The Man Whose Job Is to Tell You It Won't Work
The hearing room on Capitol Hill, May 16, 2023. Sam Altman, CEO of OpenAI - the hottest company in the world - sits to Gary Marcus's left. Christina Montgomery of IBM sits to his right. Under oath, Marcus says the quiet part out loud: the technology being deployed is fundamentally broken, the companies building it cannot be trusted to regulate themselves, and we need an agency with actual teeth - something like the FDA for AI.
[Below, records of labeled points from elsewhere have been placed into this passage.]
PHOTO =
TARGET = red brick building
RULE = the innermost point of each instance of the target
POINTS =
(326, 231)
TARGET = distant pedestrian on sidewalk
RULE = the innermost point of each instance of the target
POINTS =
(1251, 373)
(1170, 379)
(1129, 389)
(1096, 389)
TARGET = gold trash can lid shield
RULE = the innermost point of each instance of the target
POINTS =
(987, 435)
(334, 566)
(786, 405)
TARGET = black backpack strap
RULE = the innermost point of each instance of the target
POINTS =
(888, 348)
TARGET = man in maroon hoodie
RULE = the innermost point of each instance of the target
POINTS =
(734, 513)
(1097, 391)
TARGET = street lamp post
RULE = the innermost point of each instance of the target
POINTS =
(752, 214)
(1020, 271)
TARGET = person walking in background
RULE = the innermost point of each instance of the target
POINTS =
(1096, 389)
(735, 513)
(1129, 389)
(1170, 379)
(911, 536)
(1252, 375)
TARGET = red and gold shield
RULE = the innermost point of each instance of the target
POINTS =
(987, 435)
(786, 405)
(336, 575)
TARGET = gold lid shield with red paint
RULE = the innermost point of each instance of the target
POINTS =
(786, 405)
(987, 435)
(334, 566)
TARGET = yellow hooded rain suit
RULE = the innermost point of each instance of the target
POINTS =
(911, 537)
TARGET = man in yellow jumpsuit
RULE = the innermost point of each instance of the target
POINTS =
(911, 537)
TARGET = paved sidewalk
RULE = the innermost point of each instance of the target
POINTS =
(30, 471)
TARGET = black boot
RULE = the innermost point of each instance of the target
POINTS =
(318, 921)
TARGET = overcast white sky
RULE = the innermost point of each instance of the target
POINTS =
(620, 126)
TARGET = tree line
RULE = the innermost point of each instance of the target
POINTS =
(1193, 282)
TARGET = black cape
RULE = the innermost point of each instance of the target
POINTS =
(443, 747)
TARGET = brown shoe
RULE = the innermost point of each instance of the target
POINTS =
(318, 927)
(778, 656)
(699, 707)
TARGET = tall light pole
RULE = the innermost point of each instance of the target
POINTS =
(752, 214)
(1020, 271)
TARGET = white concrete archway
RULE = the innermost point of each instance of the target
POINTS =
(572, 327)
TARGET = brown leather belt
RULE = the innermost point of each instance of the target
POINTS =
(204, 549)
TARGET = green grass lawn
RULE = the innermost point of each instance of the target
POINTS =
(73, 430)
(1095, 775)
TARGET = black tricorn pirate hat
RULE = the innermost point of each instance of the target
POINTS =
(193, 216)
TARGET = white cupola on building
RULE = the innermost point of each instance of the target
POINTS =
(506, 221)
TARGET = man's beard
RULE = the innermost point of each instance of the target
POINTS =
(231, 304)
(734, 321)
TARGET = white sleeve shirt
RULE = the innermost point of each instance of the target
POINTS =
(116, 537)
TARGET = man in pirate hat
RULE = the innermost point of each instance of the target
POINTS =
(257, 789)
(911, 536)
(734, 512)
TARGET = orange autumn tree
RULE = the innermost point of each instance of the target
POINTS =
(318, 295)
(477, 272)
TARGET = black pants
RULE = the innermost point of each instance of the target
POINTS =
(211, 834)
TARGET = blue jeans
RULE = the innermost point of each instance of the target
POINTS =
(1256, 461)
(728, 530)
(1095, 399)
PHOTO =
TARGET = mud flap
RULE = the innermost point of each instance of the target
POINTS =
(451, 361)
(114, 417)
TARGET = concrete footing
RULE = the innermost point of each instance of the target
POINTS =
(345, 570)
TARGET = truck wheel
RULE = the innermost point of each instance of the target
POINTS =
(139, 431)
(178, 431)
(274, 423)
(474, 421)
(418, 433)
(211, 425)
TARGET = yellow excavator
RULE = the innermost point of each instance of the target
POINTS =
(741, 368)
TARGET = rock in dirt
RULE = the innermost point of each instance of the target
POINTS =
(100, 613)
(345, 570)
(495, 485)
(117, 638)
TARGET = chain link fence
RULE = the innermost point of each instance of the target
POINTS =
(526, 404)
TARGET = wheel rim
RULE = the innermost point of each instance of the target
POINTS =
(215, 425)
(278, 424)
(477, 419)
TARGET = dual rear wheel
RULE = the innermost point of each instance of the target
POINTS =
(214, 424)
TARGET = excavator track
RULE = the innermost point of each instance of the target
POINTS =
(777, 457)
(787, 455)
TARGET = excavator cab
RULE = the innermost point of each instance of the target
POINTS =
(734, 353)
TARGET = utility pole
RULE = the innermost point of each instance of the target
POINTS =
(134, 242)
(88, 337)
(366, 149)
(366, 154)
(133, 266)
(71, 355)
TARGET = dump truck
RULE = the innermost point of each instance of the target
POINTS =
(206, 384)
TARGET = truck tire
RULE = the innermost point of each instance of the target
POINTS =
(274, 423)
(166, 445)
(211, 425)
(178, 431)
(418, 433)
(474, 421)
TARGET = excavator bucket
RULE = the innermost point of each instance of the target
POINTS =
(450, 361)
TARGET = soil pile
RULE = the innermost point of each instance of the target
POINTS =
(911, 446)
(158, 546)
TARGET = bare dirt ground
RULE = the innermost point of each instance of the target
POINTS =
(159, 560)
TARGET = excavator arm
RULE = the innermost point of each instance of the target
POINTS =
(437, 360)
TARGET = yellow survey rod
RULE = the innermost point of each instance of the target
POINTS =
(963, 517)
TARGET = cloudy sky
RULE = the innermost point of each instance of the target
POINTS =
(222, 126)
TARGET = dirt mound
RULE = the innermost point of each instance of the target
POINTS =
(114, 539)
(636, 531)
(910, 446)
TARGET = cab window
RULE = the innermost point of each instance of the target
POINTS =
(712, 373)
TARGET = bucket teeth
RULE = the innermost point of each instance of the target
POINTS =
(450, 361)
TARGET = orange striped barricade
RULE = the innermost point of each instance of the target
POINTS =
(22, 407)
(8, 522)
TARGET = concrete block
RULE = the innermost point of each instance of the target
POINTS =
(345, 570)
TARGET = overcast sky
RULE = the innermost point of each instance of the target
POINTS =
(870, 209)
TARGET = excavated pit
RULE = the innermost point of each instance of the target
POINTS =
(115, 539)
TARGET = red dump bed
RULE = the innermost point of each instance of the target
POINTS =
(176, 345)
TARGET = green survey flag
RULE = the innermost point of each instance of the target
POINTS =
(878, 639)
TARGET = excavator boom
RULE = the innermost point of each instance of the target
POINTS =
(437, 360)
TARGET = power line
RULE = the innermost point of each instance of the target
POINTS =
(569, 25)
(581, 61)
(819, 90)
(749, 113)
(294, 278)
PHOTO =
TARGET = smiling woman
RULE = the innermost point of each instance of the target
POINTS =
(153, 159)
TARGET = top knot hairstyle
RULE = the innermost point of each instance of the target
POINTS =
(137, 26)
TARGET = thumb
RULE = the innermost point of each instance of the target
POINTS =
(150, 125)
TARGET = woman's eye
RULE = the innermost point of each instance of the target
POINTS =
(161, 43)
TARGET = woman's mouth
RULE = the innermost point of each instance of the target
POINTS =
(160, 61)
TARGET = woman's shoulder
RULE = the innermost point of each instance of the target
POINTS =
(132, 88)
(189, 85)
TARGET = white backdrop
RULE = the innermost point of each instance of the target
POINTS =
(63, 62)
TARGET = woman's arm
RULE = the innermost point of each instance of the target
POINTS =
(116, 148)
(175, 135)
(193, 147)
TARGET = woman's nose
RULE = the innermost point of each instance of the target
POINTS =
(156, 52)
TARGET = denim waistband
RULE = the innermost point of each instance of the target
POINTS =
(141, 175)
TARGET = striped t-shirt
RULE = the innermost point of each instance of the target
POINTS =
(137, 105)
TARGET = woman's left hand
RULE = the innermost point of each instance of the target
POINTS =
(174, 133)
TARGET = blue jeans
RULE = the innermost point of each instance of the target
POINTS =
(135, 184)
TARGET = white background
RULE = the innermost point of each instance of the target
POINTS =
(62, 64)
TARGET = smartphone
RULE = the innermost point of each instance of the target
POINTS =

Altman nods along. The senators ask about risks. Marcus describes a "perfect storm of corporate irresponsibility, widespread deployment, lack of adequate regulation, and inherent unreliability." The man next to him runs the company being described.
This is the Gary Marcus experience. Not hostile. Not angry. Just persistently, methodically, documentably correct - and willing to say so in any room, on any stage, before any audience.
He has been AI's most consistent skeptic for over 25 years. Not the conspiracy-theory kind. The kind who read the papers, built the startups, trained the students, and noticed that the emperor's clothes were cut from very thin cloth. While the industry celebrated each new benchmark, Marcus was pointing at what the benchmarks missed. While investors poured hundreds of billions into large language models, he was asking whether language models that hallucinate with supreme confidence were really what anyone wanted deployed in hospitals and courtrooms.
"We as a society are placing truly massive bets around the premise that AGI is close. I am talking about literally a trillion dollar bet."- Gary Marcus, 2025
The Kid Who Coded Before He Could Drive
Baltimore, 1978. Gary Marcus is eight years old and running a paper-based computer simulation. By ten he is fascinated by artificial intelligence. By sixteen he has written his first AI program. The curiosity isn't academic - it's urgent. He wants to understand how minds work, whether built of neurons or silicon.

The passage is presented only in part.